Televisione
Ucraina: guerra giudiziaria contro le Tv
Elena Romanato
24 Giugno 2010
I primi segnali risalgono ad alcuni mesi fa, quando il Servizio di sicurezza di Stato dell'Ucraina, agenzia di spionaggio che ha le sue radici nel vecchio Kgb ed è noto con la sigla di Usb, ha aperto un'inchiesta per togliere la licenza a Tvi. In una conferenza stampa di alcuni giorni fa i giornalisti delle due emittenti, che da mesi denunciano forme di censura e pressione da parte della autorità, hanno chiesto l'istituzione di una commissione parlamentare d'inchiesta per indagare sull'incompatibilità di Valery Khoroshkovky, che ricopre contemporaneamente la carica di capo dell'Usb e di membro della Corte suprema, oltre ad essere proprietario di Inter Media Group (che detiene il 61% di Ukrainian Independent Television Corporation, il 90% di Kino-Tv, il 90% di Muzyka-Tv, i canali K1, K2, Megasport, il 60% di Ntn). Mykola Knyazhytsky e Ivan Adamchuk, direttori di Tv5 Kanal e di Tvi, hanno annunciato da parte loro che presenteranno appello contro il provvedimento del tribunale di Kiev.

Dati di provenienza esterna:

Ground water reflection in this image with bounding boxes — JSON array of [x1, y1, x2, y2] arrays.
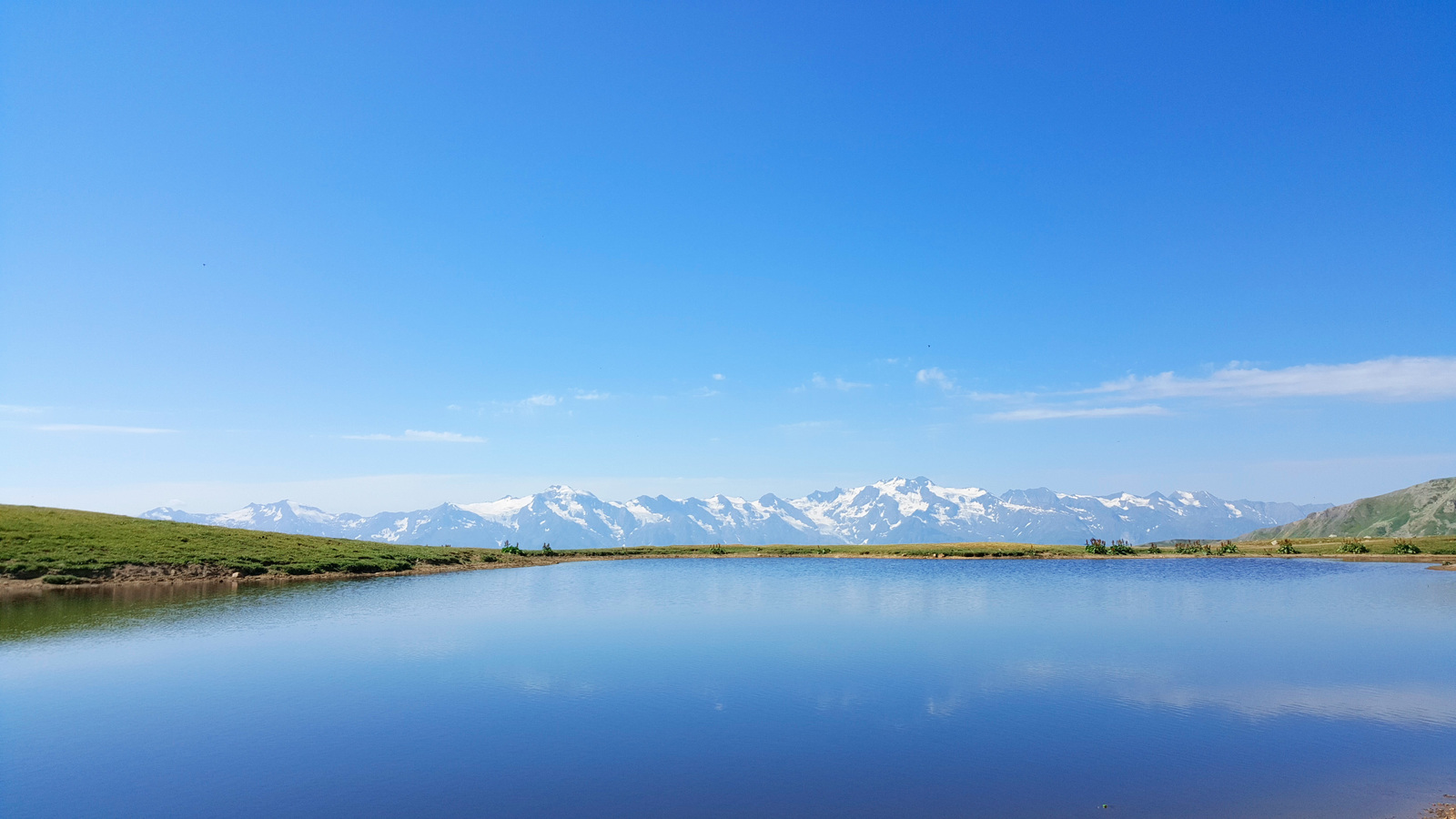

Tv5 Kanal e Tvi sono state due emittenti fondamentali nella Rivoluzione Arancione e le uniche a contrastare la propaganda stile "soviet" delle emittenti degli oligarchi ucraini vicini a Mosca. Tvi è un'emittente di Kostantin Kagalovsky, businessman russo "esiliato", mentre Tv5 Kanal appartiene al milionario uncraino Petro Poroshenko.